The beautiful people are restless. Radio Retaliation retains the glazed-velvet façade, groin-grabbing bass beats, talented guest vocalists and nicely balanced international spice of Thievery Corporation's four prior albums, but this time producer-DJs Rob Garza and Eric Hilton, judging by their lyrics, are pissed. Closer in sound and sense to 2002's reggae-driven The Richest Man in Babylon than to 2005's psychedelightful Cosmic Game, Retaliation is a multinational dancefloor call to arms. There's definitely a party going on, but only after everyone has debated the ballot versus the bullet with their neighborhood MoveOn cadre.
The fightin 'words of Fela Kuti, Manu Chao and the Clash echo the loudest through Thievery's righteous (if relatively quiet) riot. Fela's son, Femi, could be quoting his father when he sings of, "Guns and debt/ Life and death/ IMF" over Afrobeat rhythms in "Vampires"; Jamaican crooner Sleepy Wonder rages and croons against Babylon atop the Sly and Robbie-inspired riddims of the title track and "Sound the Alarm"; and Go-Go godfather Chuck Brown is all about "takin 'back the power, gonna share the wealth" in "The Numbers Game."

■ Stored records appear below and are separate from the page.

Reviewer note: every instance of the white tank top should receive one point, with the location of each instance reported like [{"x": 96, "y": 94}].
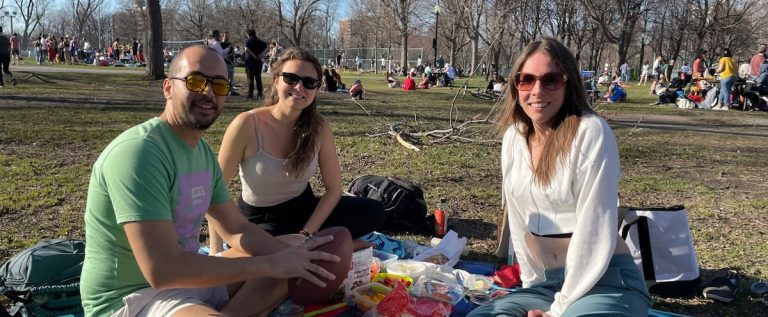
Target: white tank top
[{"x": 265, "y": 180}]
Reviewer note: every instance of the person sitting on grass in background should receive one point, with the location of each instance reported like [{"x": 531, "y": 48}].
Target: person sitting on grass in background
[
  {"x": 329, "y": 82},
  {"x": 279, "y": 147},
  {"x": 663, "y": 91},
  {"x": 424, "y": 82},
  {"x": 496, "y": 85},
  {"x": 616, "y": 91},
  {"x": 392, "y": 82},
  {"x": 148, "y": 193},
  {"x": 337, "y": 76},
  {"x": 357, "y": 90},
  {"x": 560, "y": 181},
  {"x": 5, "y": 58},
  {"x": 409, "y": 83}
]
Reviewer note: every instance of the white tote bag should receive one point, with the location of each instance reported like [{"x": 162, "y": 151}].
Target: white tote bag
[{"x": 661, "y": 244}]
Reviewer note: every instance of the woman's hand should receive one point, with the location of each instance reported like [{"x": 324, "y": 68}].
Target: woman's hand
[
  {"x": 537, "y": 313},
  {"x": 297, "y": 261}
]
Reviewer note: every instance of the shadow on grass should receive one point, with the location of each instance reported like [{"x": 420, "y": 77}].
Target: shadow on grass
[
  {"x": 744, "y": 129},
  {"x": 80, "y": 102},
  {"x": 473, "y": 228},
  {"x": 745, "y": 302}
]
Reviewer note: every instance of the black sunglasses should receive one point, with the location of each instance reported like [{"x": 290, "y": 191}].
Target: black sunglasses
[
  {"x": 550, "y": 81},
  {"x": 293, "y": 79},
  {"x": 198, "y": 83}
]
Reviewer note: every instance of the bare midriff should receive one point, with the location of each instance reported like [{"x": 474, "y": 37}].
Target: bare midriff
[{"x": 552, "y": 251}]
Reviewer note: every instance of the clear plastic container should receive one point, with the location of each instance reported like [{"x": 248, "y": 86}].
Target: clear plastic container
[
  {"x": 390, "y": 280},
  {"x": 385, "y": 258},
  {"x": 412, "y": 269},
  {"x": 369, "y": 295}
]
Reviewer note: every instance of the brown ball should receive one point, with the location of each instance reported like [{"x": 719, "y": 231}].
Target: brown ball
[{"x": 304, "y": 292}]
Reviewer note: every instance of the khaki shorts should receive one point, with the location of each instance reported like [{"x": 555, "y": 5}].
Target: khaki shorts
[{"x": 152, "y": 302}]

Luscious instrumentals like "Mandala" (featuring Anoushka Shankar's sitar), "Retaliation Suite" (acid afrojazz), and "The Shining Path" (shimmering lounge-adelica) are the less-retaliatory flip side to Thievery's sonic uprising. Likewise, Brazilian singer Seu Jorge's "Hare Krisna" (a plea for inner peace) and chanteuse LouLou's "Sweet Tides" once again find the Corporation smack dab in the eye of a quiet storm, making music so elegantly designed that any corporation would want to attach it to a car, a perfume or a hotel lobby, so universal is Thievery's appeal.